With that delirious tone established, it’s easy for the episode to tap back in anytime it feels like it. As silly as it is to watch Ash’s trailer-park neighbor or a little girl in a diner transform back and forth into leering Deadites, those blank eyes and evil smiles are pretty freaky. Ditto the baby doll who assaults Ash in the Value Stop storeroom where he works: Goofy as shit, sure, but also nice and disgusting once our hero’s pal Pablo smashes the demonic toy with a shovel in a splatter of viscera.

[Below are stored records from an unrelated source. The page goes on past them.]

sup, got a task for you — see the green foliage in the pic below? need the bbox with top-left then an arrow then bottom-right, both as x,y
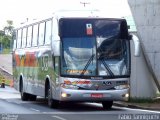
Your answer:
129,97 -> 154,103
4,20 -> 14,35
2,49 -> 11,54
0,20 -> 14,52
157,92 -> 160,97
2,35 -> 11,48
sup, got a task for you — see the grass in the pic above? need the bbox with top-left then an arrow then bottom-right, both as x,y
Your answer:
127,97 -> 160,109
129,95 -> 160,104
157,92 -> 160,97
129,98 -> 155,103
0,48 -> 11,54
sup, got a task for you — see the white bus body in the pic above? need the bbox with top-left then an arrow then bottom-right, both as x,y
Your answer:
12,11 -> 136,109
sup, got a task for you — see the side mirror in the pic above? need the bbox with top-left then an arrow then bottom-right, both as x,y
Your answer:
132,34 -> 140,57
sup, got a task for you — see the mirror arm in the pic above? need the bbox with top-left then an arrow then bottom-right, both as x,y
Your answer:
132,34 -> 140,57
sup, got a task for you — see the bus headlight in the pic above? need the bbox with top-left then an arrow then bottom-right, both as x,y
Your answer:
61,93 -> 67,97
125,93 -> 129,98
122,93 -> 130,101
114,84 -> 129,90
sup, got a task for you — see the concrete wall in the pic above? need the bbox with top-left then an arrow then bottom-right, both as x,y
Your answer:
128,0 -> 160,98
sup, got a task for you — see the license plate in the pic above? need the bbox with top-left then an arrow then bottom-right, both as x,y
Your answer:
91,93 -> 103,98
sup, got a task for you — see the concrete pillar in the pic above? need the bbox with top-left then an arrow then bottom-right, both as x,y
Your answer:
130,36 -> 157,98
128,0 -> 160,98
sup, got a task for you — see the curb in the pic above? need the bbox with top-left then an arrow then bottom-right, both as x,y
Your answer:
114,102 -> 160,111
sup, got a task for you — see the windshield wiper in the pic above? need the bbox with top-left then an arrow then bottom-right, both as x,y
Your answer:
100,59 -> 114,77
80,54 -> 95,76
97,37 -> 115,77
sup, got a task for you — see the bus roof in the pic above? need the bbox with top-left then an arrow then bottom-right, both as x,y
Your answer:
14,9 -> 126,30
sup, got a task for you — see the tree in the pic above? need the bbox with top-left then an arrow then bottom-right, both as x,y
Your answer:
0,30 -> 5,52
0,20 -> 14,51
4,20 -> 14,35
1,35 -> 11,48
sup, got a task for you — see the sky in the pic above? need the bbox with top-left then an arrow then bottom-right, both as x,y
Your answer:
0,0 -> 131,29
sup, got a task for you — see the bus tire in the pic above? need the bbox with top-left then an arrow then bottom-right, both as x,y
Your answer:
29,94 -> 37,101
20,85 -> 29,101
20,80 -> 29,101
102,101 -> 113,110
48,86 -> 59,108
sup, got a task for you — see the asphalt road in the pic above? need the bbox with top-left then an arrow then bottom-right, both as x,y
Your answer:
0,87 -> 160,120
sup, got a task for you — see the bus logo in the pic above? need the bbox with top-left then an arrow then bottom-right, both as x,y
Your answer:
103,81 -> 112,86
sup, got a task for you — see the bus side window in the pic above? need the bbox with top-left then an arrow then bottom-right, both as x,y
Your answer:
27,26 -> 33,47
45,20 -> 52,45
22,28 -> 27,48
54,57 -> 59,76
13,31 -> 17,50
39,22 -> 45,46
32,24 -> 39,47
17,29 -> 22,48
52,55 -> 55,69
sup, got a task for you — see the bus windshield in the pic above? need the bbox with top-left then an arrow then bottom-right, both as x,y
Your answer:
60,18 -> 130,78
61,37 -> 96,76
97,37 -> 129,77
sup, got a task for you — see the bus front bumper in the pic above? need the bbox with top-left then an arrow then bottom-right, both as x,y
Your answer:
58,88 -> 129,102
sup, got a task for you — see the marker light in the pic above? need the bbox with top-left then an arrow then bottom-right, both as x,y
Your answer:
122,93 -> 129,98
125,93 -> 129,98
61,93 -> 67,98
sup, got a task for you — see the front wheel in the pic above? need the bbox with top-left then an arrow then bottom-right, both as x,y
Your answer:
48,86 -> 59,108
29,94 -> 37,101
20,84 -> 29,101
102,101 -> 113,110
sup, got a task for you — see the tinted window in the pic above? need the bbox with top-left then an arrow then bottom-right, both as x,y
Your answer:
95,20 -> 120,37
17,29 -> 22,48
13,31 -> 17,49
22,28 -> 27,48
59,18 -> 128,39
45,20 -> 52,45
32,24 -> 38,46
27,26 -> 32,47
59,18 -> 93,37
39,22 -> 45,46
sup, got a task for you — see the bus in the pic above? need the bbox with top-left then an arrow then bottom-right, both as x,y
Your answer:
12,12 -> 139,109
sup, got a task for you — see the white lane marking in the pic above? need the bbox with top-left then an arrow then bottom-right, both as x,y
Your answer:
43,112 -> 111,114
30,108 -> 40,112
52,116 -> 67,120
6,99 -> 43,105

And when Ash, Pablo, and their new coworker Kelly make their stand in the veteran demon-slayer’s double-wide, the episode hits its real high point. The sequence combines beloved horror tropes like eye trauma, grasping undead hands punching through shattered glass, and — of course — chainsaws with rock’em-sock’em fight choreography, including a slow-motion leap through the air that has to be seen to be disbelieved. It’s a reinvention of body horror in which the bodies in question belong to pro wrestlers, and it’s an absolute blast. If the series can maintain that mayhem for the duration of its run (at least two seasons, since it was renewed before it even aired), we’re in for a treat.
Hopefully, we’ll see a lot less of giggling, ‘look what we can get away with!” stink surrounding the first few scenes, as Ash picks up a woman in a bar by impressing her with his wooden hand (‘hand-carved by an Italian artisan!”). Why we needed to watch our main man graphically fuck a woman from behind in a restroom while smacking her ass with his prosthetic is unclear. It’s gross, simply put. Granted, it leads to a funny reveal: Ash accidentally unleashed the evil dead by reading from the Necronomicon Ex Mortis in order to get laid by sounding like a poetry connoisseur. But it’s sure to leave a rotten taste in the mouths of many viewers, and understandably so. When you’re trying to recapture the lurid appeal of Eighties horror, it’s best to leave the dubious sexual politics where you found them.
But the show’s biggest selling point is neither a dick joke nor a Deadite — it’s the director. As a filmmaker, Sam Raimi brings every weapon in his arsenal to shooting this thing: kinetic but clear action-sequence editing, off-kilter angles, whiplash-inducing camera movements, and that signature evil’s-eye-view high-speed tracking shot. He has one of the few directorial styles that really does merit the ubiquitous comparison to a rollercoaster, although in this case you’ve gotta move down the midway to another attraction: the haunted house ride. The episode lurches and careens, stops short and speeds up, and always seems to have another jump-scare just around the corner. It’s all so gleefully gonzo that you forget this gentleman has helmed some of the biggest mainstream blockbusters of all time. Watching Raimi work his magic on the small screen isn’t just entertaining, it’s inspiring — a sign that TV really can do whatever it wants, and that the only obstacle is that no one bothered to try before.